Enhancing Data Understanding - Conversations with Your Logs

Enhancing Data Understanding

Conversations with Your Logs

Rocco Gagliardi
by Rocco Gagliardi
on May 16, 2024
time to read: 6 minutes

Keypoints

Advanced data management with OpenSearch

  • OpenSearch's support for k-NN vector databases enables diverse applications like similarity search, classification, clustering, and time series analysis
  • The introduction of Piped Processing Language (PPL) in OpenSearch allows users to manipulate data efficiently
  • The OpenSearch Assistant Module facilitates the creation of AI assistants within OpenSearch Dashboards, integrating skills for specific tasks, an ML framework, and UI components
  • Local or external models can be employed with OpenSearch Assistant, offering flexibility in model selection based on use case and hardware constraints
  • Language Model Models (LLMs) in OpenSearch simplify data analysis through natural language interactions, encouraging iterative refinement of queries
  • The simplicity of prompts in OpenSearch Assistant belies the underlying complexity of integrating various technologies, ultimately enhancing user experiences in data exploration and analysis

This article is a continuation of the previous Transition to OpenSource. In the previous publication, we explored our transition from Graylog to OpenSearch, highlighting the reasons behind this transition. In this article, we will further delve into the capabilities of OpenSearch, specifically focusing on its ability to integrate local or remote machine learning systems using the OpenSearch Assistant Module. This evolution represents a significant step in the journey towards advanced data management and offers opportunities to enhance analysis and information extraction process from our logs.

What it is

Generative AI is transforming how users interact with and derive insights from their data.

OpenSearch has supported the k-NN vector database since its inception, which is crucial in a wide range of applications, including similarity search, classification, clustering, and time series analysis.

For example, it allows:

OpenSearch has also introduced the concept of Piped Processing Language (PPL), which allows users to concatenate various operations to manipulate data to obtain complex results.

The OpenSearch Assistant Module is a framework to orchestrate these different technologies to create AI assistants directly within OpenSearch Dashboards. It includes “skills” for specific tasks, an ML framework to integrate AI models, and UI components for conversational interactions.

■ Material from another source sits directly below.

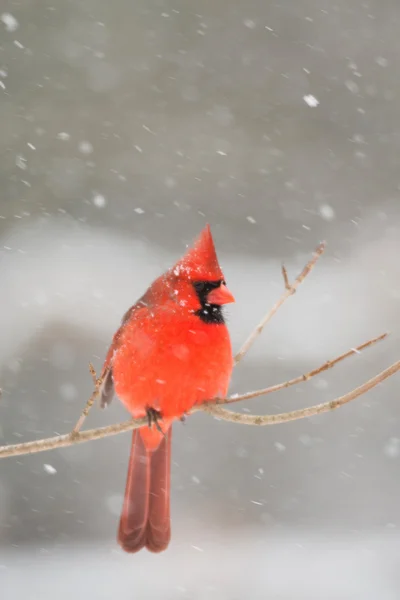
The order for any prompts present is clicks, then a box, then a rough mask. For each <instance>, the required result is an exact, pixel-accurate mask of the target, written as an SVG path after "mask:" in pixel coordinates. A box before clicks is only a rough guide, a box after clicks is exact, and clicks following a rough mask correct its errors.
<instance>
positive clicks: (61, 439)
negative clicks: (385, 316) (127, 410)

These skills can be connected to an LLM to generate summaries from query results, while ensuring an intuitive and interactive user experience of OpenSearch Dashboards was as simple as incorporating the UI search bar component into our log exploration interface.

Supported models can be local or external. In the case of local models, you can use pre-trained models or customize them to fit your use case, considering local hardware limitations. However, you can also opt for external models, such as ChatGPT 3.5, or others.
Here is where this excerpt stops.